Security Flaw in AWS Bedrock Code Interpreter Raises Alarms
Why It Matters
The finding exposes a fundamental flaw in Bedrock's sandbox isolation, putting enterprises that rely on AI‑driven code execution at risk of data leakage and highlighting the need for stricter network and permission controls.
Key Takeaways
- •DNS queries bypass Bedrock sandbox network restrictions.
- •Attack can list S3 buckets and steal credentials.
- •Over‑permissive IAM roles amplify data exposure risk.
- •AWS calls behavior intended, updates documentation only.

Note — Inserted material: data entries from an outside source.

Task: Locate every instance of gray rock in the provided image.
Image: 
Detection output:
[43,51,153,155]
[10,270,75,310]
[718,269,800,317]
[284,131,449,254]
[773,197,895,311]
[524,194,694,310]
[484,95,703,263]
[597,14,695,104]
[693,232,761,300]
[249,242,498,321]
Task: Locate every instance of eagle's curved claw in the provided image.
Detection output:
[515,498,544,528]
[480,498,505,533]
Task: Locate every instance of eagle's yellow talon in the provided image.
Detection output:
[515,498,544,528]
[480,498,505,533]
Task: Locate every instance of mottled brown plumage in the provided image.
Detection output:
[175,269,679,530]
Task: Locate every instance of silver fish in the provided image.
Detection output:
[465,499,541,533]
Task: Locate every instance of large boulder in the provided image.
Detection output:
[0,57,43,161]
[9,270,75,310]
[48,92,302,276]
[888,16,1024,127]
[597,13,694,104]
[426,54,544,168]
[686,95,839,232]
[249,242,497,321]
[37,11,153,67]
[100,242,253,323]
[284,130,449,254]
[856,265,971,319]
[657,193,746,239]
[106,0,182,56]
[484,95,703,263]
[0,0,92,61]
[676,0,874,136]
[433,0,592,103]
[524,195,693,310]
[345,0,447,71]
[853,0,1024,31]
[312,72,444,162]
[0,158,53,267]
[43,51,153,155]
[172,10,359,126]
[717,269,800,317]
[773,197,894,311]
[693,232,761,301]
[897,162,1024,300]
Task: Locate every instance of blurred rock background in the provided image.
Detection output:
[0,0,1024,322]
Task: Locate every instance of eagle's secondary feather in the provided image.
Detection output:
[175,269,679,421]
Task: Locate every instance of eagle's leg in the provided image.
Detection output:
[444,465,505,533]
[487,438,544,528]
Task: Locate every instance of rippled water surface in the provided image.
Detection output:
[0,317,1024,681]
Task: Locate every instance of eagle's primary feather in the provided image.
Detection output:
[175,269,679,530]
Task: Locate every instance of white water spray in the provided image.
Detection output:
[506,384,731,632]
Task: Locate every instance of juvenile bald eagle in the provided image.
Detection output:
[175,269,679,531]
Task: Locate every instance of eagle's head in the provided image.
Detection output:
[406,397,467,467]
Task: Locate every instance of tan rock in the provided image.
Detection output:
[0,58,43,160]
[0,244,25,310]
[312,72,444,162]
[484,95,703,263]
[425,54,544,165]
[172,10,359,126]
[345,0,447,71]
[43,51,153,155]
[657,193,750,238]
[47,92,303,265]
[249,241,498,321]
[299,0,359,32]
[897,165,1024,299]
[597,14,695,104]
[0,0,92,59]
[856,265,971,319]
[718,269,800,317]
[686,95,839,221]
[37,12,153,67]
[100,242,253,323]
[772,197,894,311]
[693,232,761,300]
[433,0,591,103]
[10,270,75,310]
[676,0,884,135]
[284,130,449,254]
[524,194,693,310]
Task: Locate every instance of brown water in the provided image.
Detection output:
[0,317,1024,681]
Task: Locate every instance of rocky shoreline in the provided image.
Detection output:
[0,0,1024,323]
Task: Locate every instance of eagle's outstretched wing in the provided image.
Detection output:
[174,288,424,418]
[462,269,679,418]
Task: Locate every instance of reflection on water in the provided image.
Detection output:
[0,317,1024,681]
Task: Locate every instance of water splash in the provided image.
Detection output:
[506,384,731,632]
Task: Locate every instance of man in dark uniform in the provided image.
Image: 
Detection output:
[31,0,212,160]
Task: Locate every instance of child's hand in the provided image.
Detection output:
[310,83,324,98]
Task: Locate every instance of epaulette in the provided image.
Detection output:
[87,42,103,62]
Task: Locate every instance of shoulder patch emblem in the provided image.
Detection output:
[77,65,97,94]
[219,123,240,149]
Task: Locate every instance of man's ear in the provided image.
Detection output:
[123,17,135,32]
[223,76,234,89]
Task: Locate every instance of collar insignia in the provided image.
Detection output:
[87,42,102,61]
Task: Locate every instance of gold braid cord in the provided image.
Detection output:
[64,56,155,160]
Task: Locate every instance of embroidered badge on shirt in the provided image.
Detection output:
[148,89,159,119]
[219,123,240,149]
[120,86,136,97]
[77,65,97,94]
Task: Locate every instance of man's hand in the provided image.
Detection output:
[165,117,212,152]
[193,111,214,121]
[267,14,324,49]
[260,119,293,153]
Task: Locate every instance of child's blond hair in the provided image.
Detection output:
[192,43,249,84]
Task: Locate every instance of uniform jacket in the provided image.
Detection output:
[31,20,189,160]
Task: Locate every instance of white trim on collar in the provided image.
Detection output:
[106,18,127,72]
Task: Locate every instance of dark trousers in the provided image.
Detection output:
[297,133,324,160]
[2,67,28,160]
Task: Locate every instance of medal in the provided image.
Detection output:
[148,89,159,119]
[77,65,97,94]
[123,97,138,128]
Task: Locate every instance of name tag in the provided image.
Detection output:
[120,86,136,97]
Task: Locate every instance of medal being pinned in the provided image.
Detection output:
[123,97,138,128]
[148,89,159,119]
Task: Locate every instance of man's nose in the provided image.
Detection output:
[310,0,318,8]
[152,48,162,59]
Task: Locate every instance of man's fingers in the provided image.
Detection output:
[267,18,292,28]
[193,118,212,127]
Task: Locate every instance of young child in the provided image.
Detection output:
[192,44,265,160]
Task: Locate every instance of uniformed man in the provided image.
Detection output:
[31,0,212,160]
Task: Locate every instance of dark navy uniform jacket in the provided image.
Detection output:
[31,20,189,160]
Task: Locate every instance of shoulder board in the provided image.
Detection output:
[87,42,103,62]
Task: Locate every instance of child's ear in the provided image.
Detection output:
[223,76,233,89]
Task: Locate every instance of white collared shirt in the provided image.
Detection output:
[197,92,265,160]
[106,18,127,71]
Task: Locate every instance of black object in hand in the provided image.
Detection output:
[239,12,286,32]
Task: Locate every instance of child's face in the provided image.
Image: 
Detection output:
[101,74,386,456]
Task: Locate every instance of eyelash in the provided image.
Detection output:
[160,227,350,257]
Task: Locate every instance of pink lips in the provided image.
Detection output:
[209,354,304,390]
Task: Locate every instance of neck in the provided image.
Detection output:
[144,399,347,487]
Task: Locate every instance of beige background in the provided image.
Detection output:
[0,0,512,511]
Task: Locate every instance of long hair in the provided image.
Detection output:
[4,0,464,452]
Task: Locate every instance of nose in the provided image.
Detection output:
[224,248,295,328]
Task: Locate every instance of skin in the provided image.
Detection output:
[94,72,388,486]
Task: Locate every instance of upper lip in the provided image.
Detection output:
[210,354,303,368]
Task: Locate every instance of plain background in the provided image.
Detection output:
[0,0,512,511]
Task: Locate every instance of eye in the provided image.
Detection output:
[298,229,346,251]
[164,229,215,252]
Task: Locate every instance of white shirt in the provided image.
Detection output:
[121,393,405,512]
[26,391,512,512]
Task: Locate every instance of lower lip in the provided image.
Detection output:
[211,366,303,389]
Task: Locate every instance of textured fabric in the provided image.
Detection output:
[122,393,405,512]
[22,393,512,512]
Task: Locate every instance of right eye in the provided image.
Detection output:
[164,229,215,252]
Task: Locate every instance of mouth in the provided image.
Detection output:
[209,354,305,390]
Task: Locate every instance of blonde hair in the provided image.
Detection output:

- •Migrate critical workloads to VPC mode for isolation.
Pulse Analysis
The rise of agentic AI services like AWS Bedrock’s Code Interpreter has introduced a new attack surface where code execution and cloud infrastructure intersect. While sandbox modes are marketed as safe environments, they often retain minimal network functions such as DNS resolution. This residual capability can be weaponized, allowing malicious payloads to establish covert channels without triggering traditional outbound‑traffic alerts. Understanding the nuances of these built‑in services is essential for security teams tasked with protecting AI‑enhanced workloads.
Phantom Labs’ proof‑of‑concept illustrates how a crafted CSV file can inject Python code that leverages DNS queries to retrieve commands and exfiltrate data. The technique bypasses the sandbox’s network restrictions, enumerates Amazon S3 buckets, reads Secrets Manager entries, and even extracts raw file contents. The risk escalates dramatically when the interpreter inherits overly permissive IAM roles—such as the default AgentCore Starter Toolkit role—which grant broad access to DynamoDB, Secrets Manager, and all S3 resources. In such configurations, a single compromised interpreter instance can become a gateway to an organization’s most sensitive assets.
AWS’s stance that the observed behavior is “intended” rather than a vulnerability shifts responsibility to customers. The recommended mitigation—migrating high‑value workloads from Sandbox to VPC mode—adds network isolation but also demands rigorous inventory management and role‑based access controls. As AI agents gain more autonomy, cloud providers and enterprises must rethink perimeter security, treating DNS resolution as a potential exfiltration vector and enforcing least‑privilege IAM policies. Proactive monitoring, strict role hygiene, and architecture‑level segmentation will be critical to preventing similar exploits in the evolving AI‑cloud landscape.